Journalists working in Hong Kong have come under tremendous pressure in recent weeks for covering news on the Umbrella Revolution, the pro-democracy protests demanding free and fair elections. Not only have they exposed themselves to violence while covering clashes between police and protesters, when they return to the office from the field, some of them have to endure the push for self-censorship from the newsroom or even harassment from pro-Beijing thugs.
Since police began removing barricades set up by protesters at the sites of the massive sit-in dubbed Occupy Central, confrontations between protesters and police officers have happened almost every day. Standing between the police and protesters, photojournalists have become vulnerable to injuries themselves. It is not uncommon to see TV station cameramen being pepper sprayed or pushed away by police officers during the news report. In some cases, the police do not differentiate between protesters and reporters and assault them when they take photos of the front-line.
Four independent news sites — inmediahk.net, SocREC, USP and Local Press — issued a joint statement condemning the police for intentionally attacking reporters on October 15 when they dispersed protesters on Lung Wo Road outside government headquarters:
At 3 a.m., when covering the clearing of Tamar Park, a reporter from SocREC was pulled into the side of the riot police's line and beat up for about 30 seconds. Later, two police officers dragged him along the road for 30 seconds and threw him into a police detention van. The wounded reporter repeatedly displayed his press badge during the ordinal, but it did not stop them. Instead, they abused him verbally. Only after a police press officer confirmed his identity inside the van was he allowed to leave. The reporter sought treatment at the Queen Mary Hospital and the clinical report found obvious injures on his face, forehead, nose, mouth, neck and left arm.
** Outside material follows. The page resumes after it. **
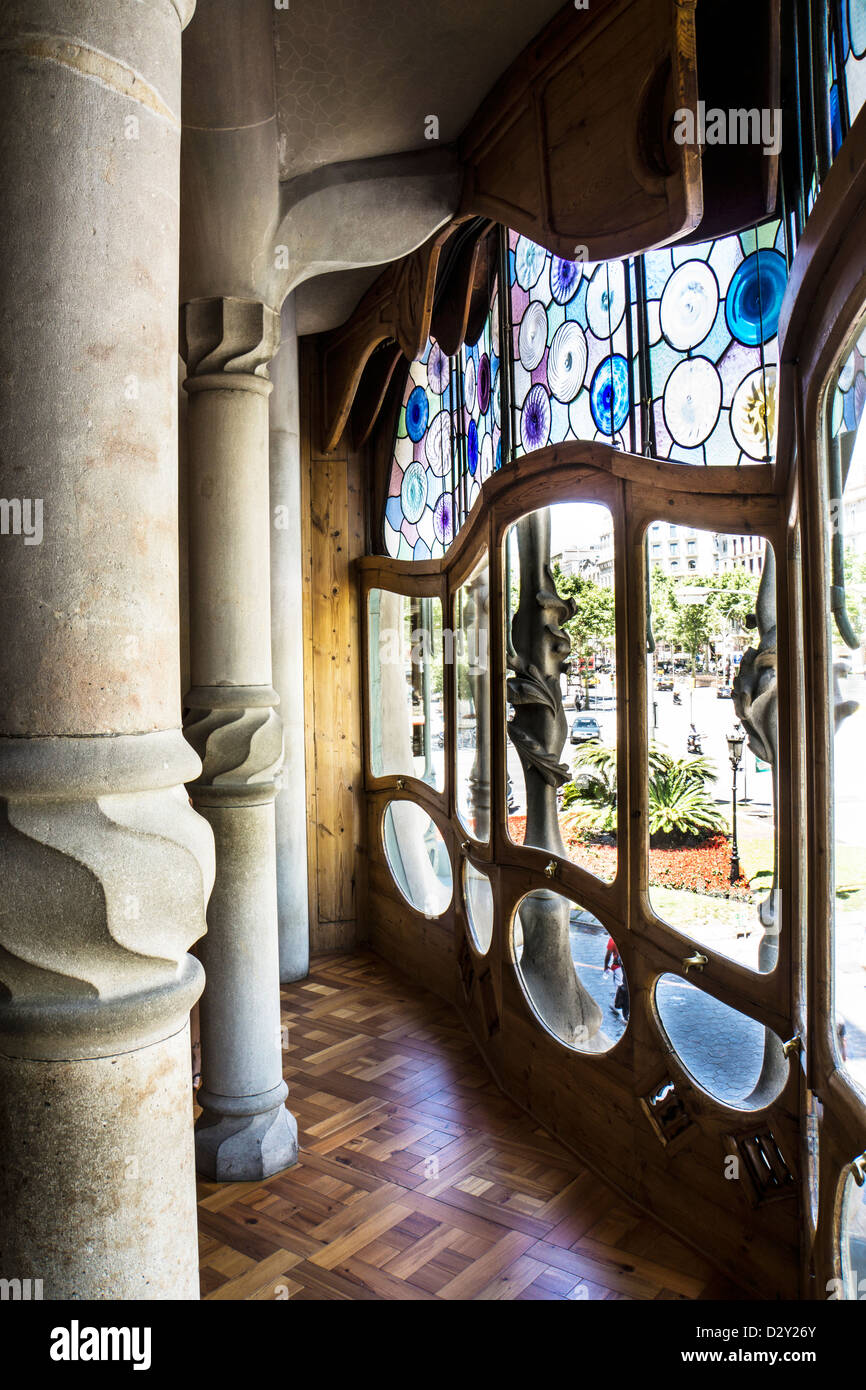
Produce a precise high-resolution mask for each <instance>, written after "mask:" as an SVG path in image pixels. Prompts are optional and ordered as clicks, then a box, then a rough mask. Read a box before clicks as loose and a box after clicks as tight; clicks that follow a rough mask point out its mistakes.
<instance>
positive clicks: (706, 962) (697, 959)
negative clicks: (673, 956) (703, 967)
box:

Similarly, a reporter from inmediahk.net covering the news inside a tunnel on Lung Wo Road was suddenly threatened by a police officer with pepper spray. He followed the officer's instruction and backed off, but was sprayed in his face without warning; although he showed his press badge many times, he was arrested and handcuffed. In the process, the police officer yelled: “Reporter? So what?” “Even reporters cannot take photos from the front.” He was released after his identity was clarified. Another inmediahk.net reporter was hit in the head by a riot police officer with his shield while he was backing off.
Even if reporters at the front-line risk physical injuries to cover the news, their stories might not be published because of self-censorship practices in the newsroom. Many news organizations in Hong Kong, a special administrative region of China, were already fearful of losing advertising revenue from their business ties in the mainland or angering the Beijing government. This trend has only increased with the recent protests calling for an open nomination system of candidates for the city's chief executive, which goes against the mainland's wish for a largely pro-Beijing nominating committee.
On October 15, the chief news executive of TVB, the city's most popular television station, ordered the news team to edit a voice-over describing a video report on alleged police brutality. The footage clearly showed a handcuffed protester punched and kicked by several police officers in a dark corner for four minutes.
The next day, 28 staff members from the newsroom issued a joint statement expressing regret over the management's decision. So far more than 100 staffs from the station's news branch have co-signed it.
A former TVB reporter Au Ka Lun explained how the TVB newsroom operates after he read the joint statement:
Every word in this plain statement is written in blood and sweat. I read it and remembered the endless humiliation and struggle our generation of reporters has faced. The huge gap between ideal and reality and whether one should stay or leave is always a struggle. […]
Most of the time, the reporters on the front-line are only responsible for interviews and recording what happens onsite. They are like the workers in the sweatshop, responsible for a part of the news making. After they have done their work, the footage would be sent back to the newsroom. They won't be responsible for the script. The content and the focus cannot be decided by the reporters. In the newsroom, there are many news and assignment editors, and above them there is one more person in charge. Above that person are even greater forces. Reporters are not free and autonomous; they are only free when that single person is asleep, but he sleeps very little.
The “greater forces” referred to by Au are the different forms of political pressure coming from Beijing, such as smears or even violent threats. Most media outlets in Hong Kong have compromised by incorporating self-censorship into their newsroom management like TVB. For those who refused to comply, the threats are more explicit.
Since October 12, pro-Beijing mobs were mobilized to surround pro-democracy Apple Daily's headquarters and stop the media outlet from distributing their papers. They blocked the entrance of Apple Daily on October 13 and obstructed the papers from being loading onto the trucks. In addition, Apple Daily's website has suffered from cyber attacks that knocked the site offline and the telephone lines of its office were jammed with abusive phone calls.
Despite the fact that the media outlet quickly obtained a restraining order from the court, the mobs continued roaming outside the entrance. As the Hong Kong police did not take action to disperse them, staff from Apple Daily took matters into their own hands and confronted them in the street.
Ever since Beijing insisted that weeding out “undesirable” candidates for Hong Kong's first direct vote of its top leader was a national security issue, its representatives in Hong Kong have resorted to extreme measures to clamp down on dissenting voices. Such measures have not only obstructed the development of democracy, but also undermined press freedom, which is the foundation of the financial city.